Content Organization
- Organize sources logically: Group related documents together for better retrieval.
- Use descriptive names: Give your knowledge bases meaningful names for easier management.
- Consider multiple knowledge bases: Separate domain-specific knowledge for better organization.
Configuration Management
- Reuse configurations: Create configuration templates for consistent setups.
- Environment-specific settings: Use different configurations for development, testing, and production.

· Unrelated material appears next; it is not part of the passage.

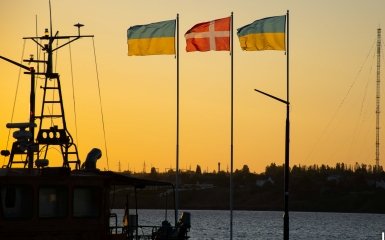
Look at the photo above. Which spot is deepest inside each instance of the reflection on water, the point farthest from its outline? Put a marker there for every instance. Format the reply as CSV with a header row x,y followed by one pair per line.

- Monitor performance: Track embedding costs and retrieval quality.
Complete Example
import os
from pathlib import Path
from upsonic import Agent, Task, KnowledgeBase
from upsonic.embeddings import OpenAIEmbedding
from upsonic.vectordb import QdrantProvider
from upsonic.vectordb.config import Config, CoreConfig, ProviderName, Mode
from upsonic.text_splitter.recursive import RecursiveChunker, RecursiveChunkingConfig
from upsonic.loaders.text import TextLoader
from upsonic.loaders.config import TextLoaderConfig
# Create embedding provider
embedding_provider = OpenAIEmbedding()
# Create vector database configuration
config = Config(
core=CoreConfig(
provider_name=ProviderName.QDRANT,
mode=Mode.EMBEDDED,
db_path="./knowledge_vectors",
collection_name="company_knowledge",
vector_size=1536,
recreate_if_exists=False
)
)
vectordb = QdrantProvider(config)
# Create custom components
loader_config = TextLoaderConfig(
strip_whitespace=True,
min_chunk_length=50
)
loader = TextLoader(loader_config)
splitter_config = RecursiveChunkingConfig(
chunk_size=1000,
chunk_overlap=200,
separators=["\n\n", "\n", ". ", "? ", "! ", " ", ""]
)
splitter = RecursiveChunker(splitter_config)
# Create knowledge base
knowledge_base = KnowledgeBase(
sources=["company_docs/", "policies.txt", "Our company values innovation and customer satisfaction."],
embedding_provider=embedding_provider,
vectordb=vectordb,
loaders=[loader],
splitters=[splitter],
use_case="rag_retrieval",
quality_preference="balanced",
name="Company Knowledge Base"
)
# Create agent and task
agent = Agent(name="Company Assistant")
task = Task(
description="What are our company's core values and how do they influence our policies?",
context=[knowledge_base]
)
# Execute task
result = agent.print_do(task)
print("=== KNOWLEDGE BASE SUMMARY ===")
print(f"Knowledge Base: {knowledge_base.name}")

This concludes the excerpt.